Today, I stand at another crossroad; one that I had never envisioned I would be at. Rather, one that I had hoped I would never come to stand at. And yet, I have. To continue blogging or not. I have realized over the last few weeks that what I had been seeking has already been attained in many ways. Once a white shirt is washed, bleached, and starched, it cannot get any whiter and crisper than that. That's how my soul feels right now. Blogging has changed my life in many ways. And yet, there is no deeper fulfillment as I continue blogging today.
I would like to leave this world and choose another path for myself while the positive energy still remains so that the sweet memories linger on for days to come. Sometimes, I wonder if I should return with another profile and another name. Sadly, if I did that, I would only be fooling myself. What's in a name? The soul and spirit remains the same.
Comfortably numb, as I write this post. I do not know if it is impulsive. I have been thinking about it for the past few days on a very subconscious level. Today, I decided that if I did not choose another path soon, it would only get harder for me. Do not ask me what my new path is. I have no clue myself. I can only say this...if in walking away from this world, I realize that this decision was a wrong one, I will not hesitate in returning.
All my dear friends, the ones who care, and the ones who think they care..I am much into closure. I hate rejection. I hate abandonment. So I would like to reiterate again, that in no way, is this a reflection of what we have shared together. It is only a choice that I make for myself. I am right here in my physical being in the same world as you live. I will visit you every so often and I will remember you even more than that. You all have been good to me. While I personally cannot thank each one of you, do know that we all learn from each other, either in grand or in simple ways. I wish you all the best of luck. Life moves on. So shall we.

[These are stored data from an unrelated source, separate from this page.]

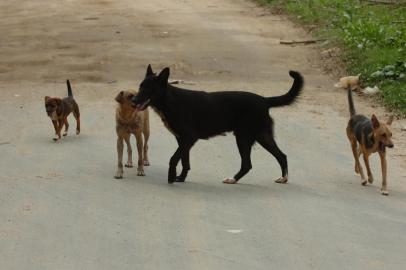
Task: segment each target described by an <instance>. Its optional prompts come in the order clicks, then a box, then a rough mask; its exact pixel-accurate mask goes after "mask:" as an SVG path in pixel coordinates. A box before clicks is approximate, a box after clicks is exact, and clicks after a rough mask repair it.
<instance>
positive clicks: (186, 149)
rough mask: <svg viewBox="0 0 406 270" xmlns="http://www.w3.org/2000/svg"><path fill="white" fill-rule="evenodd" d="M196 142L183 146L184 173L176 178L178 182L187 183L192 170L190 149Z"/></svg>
mask: <svg viewBox="0 0 406 270" xmlns="http://www.w3.org/2000/svg"><path fill="white" fill-rule="evenodd" d="M195 142H196V140H191V141H189V142H187V143H183V144H182V145H181V159H182V172H181V173H180V175H179V176H177V177H176V182H185V179H186V177H187V174H188V172H189V170H190V159H189V155H190V149H191V148H192V146H193V145H194V144H195Z"/></svg>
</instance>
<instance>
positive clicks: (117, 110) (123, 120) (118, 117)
mask: <svg viewBox="0 0 406 270" xmlns="http://www.w3.org/2000/svg"><path fill="white" fill-rule="evenodd" d="M135 114H136V111H135V110H134V109H128V108H122V107H118V108H117V117H118V119H119V120H120V121H121V122H131V121H132V120H133V119H134V115H135Z"/></svg>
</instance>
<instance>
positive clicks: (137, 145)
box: [135, 132, 145, 176]
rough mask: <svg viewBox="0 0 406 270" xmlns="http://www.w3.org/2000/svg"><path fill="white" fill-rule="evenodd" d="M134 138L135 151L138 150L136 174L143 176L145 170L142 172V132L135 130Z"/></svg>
mask: <svg viewBox="0 0 406 270" xmlns="http://www.w3.org/2000/svg"><path fill="white" fill-rule="evenodd" d="M135 139H136V140H137V151H138V167H137V175H138V176H144V175H145V172H144V159H143V155H142V151H143V149H142V148H143V146H144V142H143V139H142V133H141V132H137V133H136V134H135Z"/></svg>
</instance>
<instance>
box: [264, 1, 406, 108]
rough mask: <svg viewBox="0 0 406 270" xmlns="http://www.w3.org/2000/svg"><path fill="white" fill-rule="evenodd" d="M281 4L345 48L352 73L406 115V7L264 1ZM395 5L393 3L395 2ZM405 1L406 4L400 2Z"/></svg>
mask: <svg viewBox="0 0 406 270" xmlns="http://www.w3.org/2000/svg"><path fill="white" fill-rule="evenodd" d="M259 1H260V2H262V3H266V4H270V5H277V6H279V7H281V8H282V9H283V10H284V11H286V12H287V13H289V14H292V15H295V16H296V18H297V19H298V20H299V21H301V22H303V23H307V24H311V25H314V24H315V25H317V30H316V31H315V34H316V35H317V36H320V37H323V38H328V39H329V40H331V41H332V43H333V44H335V45H337V44H338V46H340V47H342V48H343V55H342V57H343V60H344V61H345V63H346V64H347V69H348V70H347V71H348V73H349V74H351V75H356V74H359V73H361V79H362V81H363V83H364V84H366V85H368V86H374V85H378V86H379V88H380V89H381V92H380V94H381V96H382V97H383V101H384V103H385V105H386V106H387V107H388V108H391V109H394V110H396V111H397V112H399V113H401V114H403V115H406V5H405V3H404V2H403V4H379V3H378V2H380V1H359V0H285V1H283V0H259ZM392 2H393V1H392ZM398 2H401V1H398Z"/></svg>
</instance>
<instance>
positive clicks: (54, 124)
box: [52, 120, 59, 141]
mask: <svg viewBox="0 0 406 270" xmlns="http://www.w3.org/2000/svg"><path fill="white" fill-rule="evenodd" d="M52 124H53V125H54V129H55V136H54V138H53V140H54V141H57V140H59V138H58V121H56V120H52Z"/></svg>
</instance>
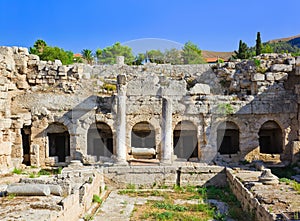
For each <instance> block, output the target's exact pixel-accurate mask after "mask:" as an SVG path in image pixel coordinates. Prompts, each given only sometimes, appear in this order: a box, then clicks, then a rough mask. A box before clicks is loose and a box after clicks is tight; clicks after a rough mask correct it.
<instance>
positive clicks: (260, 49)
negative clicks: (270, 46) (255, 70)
mask: <svg viewBox="0 0 300 221" xmlns="http://www.w3.org/2000/svg"><path fill="white" fill-rule="evenodd" d="M261 51H262V44H261V38H260V32H257V36H256V45H255V52H256V56H257V55H260V54H261Z"/></svg>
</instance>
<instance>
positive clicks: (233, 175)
mask: <svg viewBox="0 0 300 221" xmlns="http://www.w3.org/2000/svg"><path fill="white" fill-rule="evenodd" d="M226 176H227V182H228V184H229V186H230V189H231V190H232V192H233V194H234V195H235V196H236V197H237V199H238V200H239V201H240V202H241V206H242V208H243V210H245V211H248V212H249V213H250V214H252V215H253V216H254V217H255V220H265V221H272V220H275V219H274V218H273V215H272V214H271V213H269V211H268V210H267V209H266V207H264V206H263V205H261V203H260V202H259V201H258V199H256V198H255V197H254V196H253V194H252V193H251V192H250V191H249V190H248V189H247V188H246V187H245V186H244V185H243V184H242V183H241V181H240V180H239V179H238V178H237V177H236V176H235V175H234V173H233V171H232V170H231V169H228V168H227V169H226Z"/></svg>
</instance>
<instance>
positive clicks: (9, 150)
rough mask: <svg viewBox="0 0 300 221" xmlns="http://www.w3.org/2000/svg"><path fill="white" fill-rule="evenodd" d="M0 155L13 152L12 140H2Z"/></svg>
mask: <svg viewBox="0 0 300 221" xmlns="http://www.w3.org/2000/svg"><path fill="white" fill-rule="evenodd" d="M0 146H1V147H0V155H7V156H8V155H10V154H11V143H10V142H2V143H1V144H0Z"/></svg>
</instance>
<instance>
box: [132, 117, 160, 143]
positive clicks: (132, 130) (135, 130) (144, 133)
mask: <svg viewBox="0 0 300 221" xmlns="http://www.w3.org/2000/svg"><path fill="white" fill-rule="evenodd" d="M155 136H156V133H155V129H154V127H153V125H152V124H150V123H149V122H148V121H141V122H139V123H136V124H135V125H134V126H133V127H132V130H131V146H132V147H136V148H154V149H156V141H155Z"/></svg>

Saturday, October 25, 2008
We often hear things like..
"Learn from your past and move on."
"Forgive and forget."
"The present is a gift."
What great words. Great ideology. Great philosophy. Awesome consolation. Words of wisdom. No, really.
But hey, how many times are we constantly reminded of the past even when we want to move on?
A girl married at the age of 22, naive, gullible, and innocent, divorced later, may constantly be reminded of her "one mistake" when she attempts to find a partner again, a mammoth task for those who live in conservative cultures.
A woman who has had an abortion for practical reasons may be told later when she indeed wants to embrace motherhood that her chances of conceiving are now close to minimal due to that one abortion.
A teenager, drunk at a club, involved in a fight, may have charges of misdemeanor placed against him and will continue to face issues when trying to find employment even at 40 after years and years of a dry spell.
A man who has unprotected sex with his partner just this one time realizes that he now has the HIV and will never be able to lead a normal life again.
Rash driving, road antics, cheap thrills causing someone to fall off their motorbike, hitting their head on the pavement, losing consciousness, and perhaps mobility for the rest of their life.
Sometimes, try as we might, we may want to learn from our mistakes. The question is will we ever be able to? Sometimes, try as we might, we may want to undo just that one moment. The question is can we do that? Will we be punished for the rest of our lives only to hear over and over again.....what we always do. Those golden words of wisdom.